25. Our ancestral rites, he says, should be preserved. But what if all things have become better? The world itself, which at first was compacted by the gathering together of the elemental seeds through the vast void, an unconsolidated sphere, or was obscured by the thick darkness of the yet unordered work, was it not afterwards endowed with the forms of things which constitute its beauty, and were not the heaven sea and earth distinguished from each other? The earth rescued from dripping darkness was amazed at its new sun. In the beginning too the day shines not, but as time goes on it is bright and warm with the increase of light and heat.

26. The moon herself, which in the prophetic oracles represents the Church, when first she rises again, and repairs her monthly wanings, is hidden from us by darkness, but gradually she fills her horns, or completes them as she comes opposite to the sun, and gleams with a bright and glorious splendour.

27. In former days, the earth knew not how to be wrought into fruitfulness; but afterwards when the careful husbandman began to till the fields, and to clothe the bare soil with vineyards, it was softened by this domestic culture, and put off its rugged nature.

28. So too the first season of the year itself, which has imparted a like habit to ourselves, is bare of produce, then,as time goes on, it blossoms out in flowers soon to fade,and in the end finds its maturity in fruits[87].

29. So we, while young in age, experience an infancy of understanding, but as we grow in years lay aside the rudeness of our faculties.

30. Let them say then that all things ought to have continued as at first; that the world once covered with darkness is now displeasing because it shines with the beams of the sun. And how much better is it to have dispelled the darkness of the mind than that of the body, and that the beam of faith has shone forth than that of the sun. So then the early stages of the world as of all else have been unsettled, that the venerable age of hoary faith might follow. Let those who are affected by this find fault with the harvest too, because it ripens late; or with the vintage, because it is in the fall of the year; or with the olive, because it is the latest of fruits.

31. So then our harvest too is the faith of the soul; the grace of the Church is the vintage of good works, which from the beginning of the world flourished in the saints, but in these last days is spread over the people; to the intent that all might perceive that it is not into rude minds that the faith of Christ has insinuated itself, but these opinions which before prevailed being shaken off (for without a contest there is no crown of victory) the truth was preferred according as is just.

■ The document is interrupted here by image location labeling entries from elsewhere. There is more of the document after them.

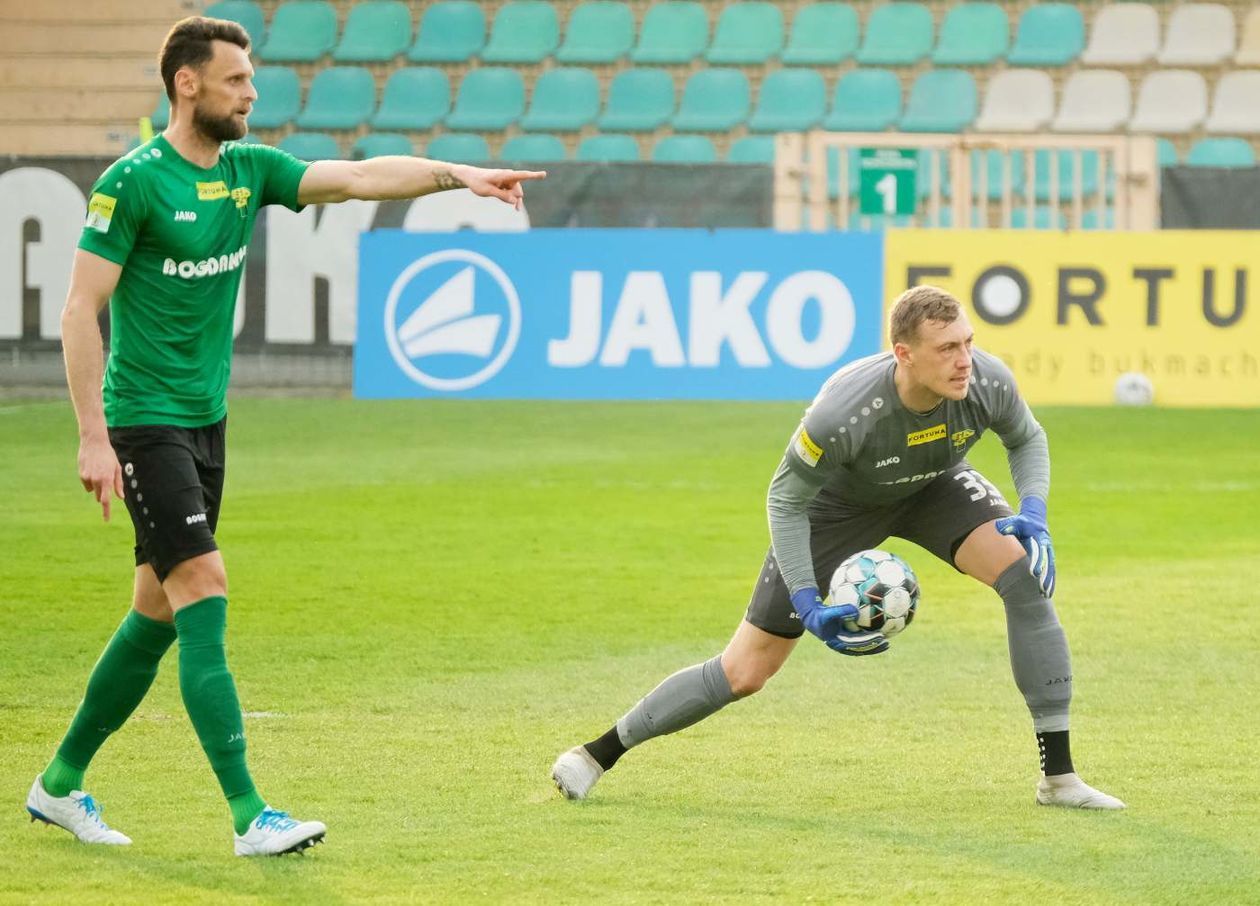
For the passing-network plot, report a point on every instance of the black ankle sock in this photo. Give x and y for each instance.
(1056, 754)
(607, 749)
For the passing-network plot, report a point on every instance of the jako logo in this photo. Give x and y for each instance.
(439, 339)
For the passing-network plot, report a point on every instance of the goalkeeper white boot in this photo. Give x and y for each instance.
(275, 833)
(76, 812)
(576, 773)
(1070, 791)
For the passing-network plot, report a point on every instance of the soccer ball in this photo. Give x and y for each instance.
(882, 587)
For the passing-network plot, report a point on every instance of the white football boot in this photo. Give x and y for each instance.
(77, 813)
(1070, 791)
(275, 833)
(575, 773)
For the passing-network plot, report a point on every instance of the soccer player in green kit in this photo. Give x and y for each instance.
(165, 240)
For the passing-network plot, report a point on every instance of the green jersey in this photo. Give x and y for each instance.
(180, 233)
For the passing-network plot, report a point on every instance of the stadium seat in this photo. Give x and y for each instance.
(1017, 101)
(451, 32)
(1221, 153)
(415, 97)
(245, 13)
(639, 101)
(1198, 34)
(280, 97)
(310, 146)
(1094, 101)
(1123, 34)
(458, 146)
(609, 148)
(1169, 101)
(301, 32)
(339, 97)
(489, 98)
(531, 149)
(599, 32)
(379, 145)
(864, 101)
(940, 101)
(752, 149)
(789, 101)
(823, 34)
(684, 149)
(713, 101)
(746, 34)
(376, 32)
(1236, 105)
(563, 101)
(897, 34)
(673, 32)
(523, 32)
(973, 34)
(1048, 34)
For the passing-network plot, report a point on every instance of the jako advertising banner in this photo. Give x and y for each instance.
(599, 314)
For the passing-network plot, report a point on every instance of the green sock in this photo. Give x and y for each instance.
(212, 703)
(117, 684)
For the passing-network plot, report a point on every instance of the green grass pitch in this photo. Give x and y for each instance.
(430, 600)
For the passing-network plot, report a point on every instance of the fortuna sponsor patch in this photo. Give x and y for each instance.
(936, 432)
(807, 449)
(100, 212)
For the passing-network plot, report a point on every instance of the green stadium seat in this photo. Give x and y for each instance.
(713, 101)
(940, 101)
(458, 148)
(533, 149)
(752, 149)
(339, 97)
(789, 101)
(376, 32)
(565, 100)
(310, 146)
(280, 96)
(639, 101)
(746, 34)
(823, 34)
(973, 34)
(381, 145)
(897, 34)
(599, 32)
(1048, 34)
(609, 148)
(673, 32)
(864, 101)
(245, 13)
(524, 32)
(415, 97)
(684, 149)
(450, 32)
(1230, 151)
(301, 32)
(489, 98)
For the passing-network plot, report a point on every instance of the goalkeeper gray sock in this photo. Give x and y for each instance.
(682, 699)
(1038, 648)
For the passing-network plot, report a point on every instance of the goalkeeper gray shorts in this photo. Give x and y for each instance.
(938, 518)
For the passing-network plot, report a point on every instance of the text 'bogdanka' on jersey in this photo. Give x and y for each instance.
(180, 233)
(864, 447)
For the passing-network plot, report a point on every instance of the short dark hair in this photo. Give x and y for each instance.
(189, 43)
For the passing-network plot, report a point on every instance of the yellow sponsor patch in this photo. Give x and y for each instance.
(212, 192)
(936, 432)
(807, 449)
(100, 212)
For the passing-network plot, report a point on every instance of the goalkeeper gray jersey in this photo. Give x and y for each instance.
(859, 446)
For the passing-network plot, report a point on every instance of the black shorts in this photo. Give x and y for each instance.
(938, 518)
(173, 487)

32. If the old rites pleased, why did Rome adopt alien ones? I pass over the covering of the ground with costly buildings,and shepherds’ huts glittering with the gold of a degenerate age[88]. Why, to speak of the very subject of their complaint, have they admitted in their rivalry the images of captured cities, and of conquered gods, and the foreign rites of an alien superstition? Whence do they derive their precedent for Cybele washing her chariot in astream to counterfeit the Almo[89]? Whence came the Phrygian seers, and the deities of faithless Carthage ever hateful to Rome, her for instance,whom the Africans worship as Cælestis[90], and the Persians as Mitra, the greater part of the world as Venus, the same deity under different names. So also they have believed Victory to be a goddess, which is in truth a gift not a power, is bestowed and does not rule, comes by the aid of legions not by the power of religion. Great forsooth is the goddess whom the number of soldiers claims, or the issue of the battle confers!

33. And her altar they now ask to have set up in the Senate-house at Rome, that is to say,where a majority[91] of Christians assemble. There are altars in all temples, an altar also in the temple of victories. Being pleased with numbers, they celebrate their sacrifices every where. But to insist on a sacrifice on this one altar, what is it but to insult over the Faith? Is it to be borne that while a Gentile sacrifices Christians must attend? Let their eyes, he says, drink in the smoke whether they will or no; their ears the music; their mouth the ashes; their nostrils the incense; and though they loathe it, let the embers of ourhearths besprinkle their faces. Is it not enough for him that the baths, the colonnades, the streets are filled with images? Even in that general assembly, are we not to meet upon equal terms? The believing portion of the Senate will be bound by the voices of them that call the gods to witness, by the oaths of them that swear by them. If they refuse, they will seem to prove their falsehood, if they acquiesce, to acquiesce in a sacrilege.

34. Where, he asks, shall we swear allegiance to your Majesties’ laws and commands? Your minds then, of which your laws are the outward expression, gather support and secure fidelity by heathen rites. Moreover your Majesties’ faith is assailed not only when you are present, but also, which is more, when you are absent, for you constrain when you command. Constantius, of illustrious memory, though not yet initiated into the sacred Mysteries, thought himself polluted by the sight of that altar; he commanded it to be removed, he did not command it to be replaced. His order bears all the authority of an Act, his silence does not bear the authority of a precept.